This case introduces Khalid Awan, co-founder of TCS, an entrepreneurial air-express company in Pakistan. Awan has succeeded in building a sizeable company despite serious obstacles, including pressure from the public postal system, an environment prone to corruption, and a nonexistent market for venture capital. The firm largely made extensive use of leasing contracts to expand with small initial cash deposits. However, in the aftermath of September 11, 2001, Awan is now faced with a number of questions regarding further expansion of the firm. The tragic events of September 11 will most likely put pressure on the firm’s revenues and create considerable uncertainty.
Study Questions for Cases:
Given the tightly-regulated economy and corruptive government in Pakistan, Khalid Awan managed to negotiate with the government for a joint venture with DHL as well as the rights to offer limited domestic courier services. The former, which only limits to international courier services, benefits TCS with DHL’s systems in terms of productivity, service standards, and customer endorsements. The latter, approved under a central excise duty,
gave TCS a right to exploit this profitable market and TCS successfully obtained over half of the market share as shown in Exhibit 8.
TCS has been self-funded with the extensive use of leasing. Its key benefit is to provide leverage to those who do not have a significant asset base already on their initial cash deposit. Hence, it enables small enterprise like TCS to gain access to finance. Also, given the underdeveloped capital markets, creditors’ rights and collateral laws and registries would be weak. Leasing thus offers a less default risk. With the extra consideration of tax advantage over leasing, in overall, the policies make sense.
Since a typical lease did not require any up-front payment and lessee can pay a small residual asset value to own the asset outright at the end of the lease term, TCS can thus accumulate a broad base of acquired assets from its internally generated cash flow year after year. This allows TCS to develop from small to big and gradually expand the scope of its services.
I would advise the second proposal – linking the numerous small exporters in Pakistan with their buyers in North America and Europe. First, the cash balance is low, as shown in Exhibit 12. It would be risky to continue geographic expansion immediately without sufficient financial buffer for any crisis, especially when the tragic events of September 11 created considerable uncertainty. Second, under such an unstable political environment in Pakistan, multinationals may not have strong incentives to develop Pakistan operations. Hence, the timing for establishing supply-chain management businesses does not fit in. Relatively, the connecting service is more promising as the events of September 11 would create demand for trading companies to facilitate export sales. In addition, the linkages created would be beneficial to the expansion of TCS; yet, such a virtual platform should not cost much.
Awan should not seek external financing. First, the proposal does not demand much capital investment. Second, extra debts would increase the risks of the company. Third, TCS used not to take on any long-term debt. It would be simpler to rely on internal cash.

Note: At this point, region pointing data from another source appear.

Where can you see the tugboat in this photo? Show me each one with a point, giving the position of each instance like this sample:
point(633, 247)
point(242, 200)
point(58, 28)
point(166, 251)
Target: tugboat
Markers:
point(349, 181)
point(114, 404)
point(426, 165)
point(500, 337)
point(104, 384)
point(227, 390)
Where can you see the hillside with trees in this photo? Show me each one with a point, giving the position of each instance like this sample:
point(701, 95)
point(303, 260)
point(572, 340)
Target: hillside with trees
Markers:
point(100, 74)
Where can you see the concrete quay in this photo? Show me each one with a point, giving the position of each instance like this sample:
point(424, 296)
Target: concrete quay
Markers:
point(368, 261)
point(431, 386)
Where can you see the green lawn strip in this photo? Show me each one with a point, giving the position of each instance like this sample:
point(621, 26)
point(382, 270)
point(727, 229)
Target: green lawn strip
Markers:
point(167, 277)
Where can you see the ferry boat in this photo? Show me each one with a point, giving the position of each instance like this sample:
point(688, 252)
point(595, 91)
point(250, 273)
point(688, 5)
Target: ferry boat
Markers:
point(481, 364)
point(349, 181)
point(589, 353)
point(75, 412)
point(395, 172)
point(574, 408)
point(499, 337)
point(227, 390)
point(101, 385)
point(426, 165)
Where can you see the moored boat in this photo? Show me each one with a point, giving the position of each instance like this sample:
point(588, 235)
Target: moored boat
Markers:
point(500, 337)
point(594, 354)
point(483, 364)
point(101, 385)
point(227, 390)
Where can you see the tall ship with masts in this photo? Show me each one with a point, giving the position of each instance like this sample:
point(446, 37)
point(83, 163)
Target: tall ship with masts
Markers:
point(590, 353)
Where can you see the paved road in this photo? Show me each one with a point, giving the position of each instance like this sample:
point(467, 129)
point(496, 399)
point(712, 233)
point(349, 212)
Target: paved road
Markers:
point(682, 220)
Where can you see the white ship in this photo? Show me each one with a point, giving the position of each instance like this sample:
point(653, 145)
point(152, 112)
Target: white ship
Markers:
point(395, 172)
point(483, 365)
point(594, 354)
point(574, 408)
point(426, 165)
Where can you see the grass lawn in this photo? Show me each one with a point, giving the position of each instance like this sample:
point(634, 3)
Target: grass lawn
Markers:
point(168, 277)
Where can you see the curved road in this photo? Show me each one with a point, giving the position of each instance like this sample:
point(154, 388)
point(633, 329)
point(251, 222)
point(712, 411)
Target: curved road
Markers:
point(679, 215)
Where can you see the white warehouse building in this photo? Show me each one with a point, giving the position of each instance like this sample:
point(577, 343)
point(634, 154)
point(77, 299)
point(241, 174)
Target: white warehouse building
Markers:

Awan believed TCS had great growth potential and was unwilling to exit the business before realizing full value. Later, we saw from Exhibit 22 “the statement of strategy, 2001-03”, TCS will continue developing its services through strategic alliances and with a focus on broadening its range of customized services. We observe there were still potentials for TCS to expand in terms of the scope of business and geographic locations. Thereby, we predict the valuation of TCS would improve as the time goes by.
Awan should start harvesting only when: (1) there are many hindrances on its market entry, or (2) the capital reserve is inadequate for further expansion.
In case (1), the business is likely to reach maturity stage and about to decline. The valuation performance is best at that time. Awan should then sell a large part of TCS to investment bank to harvest as much as possible.
In case (2), there are constraints on the business developments and attracting other stakeholders would help to improve its future financial performance. By selling small part of the company stakes to interested investors, it enables TCS to overcome financial problems and yield a better return in the future than forgoing expansion opportunities.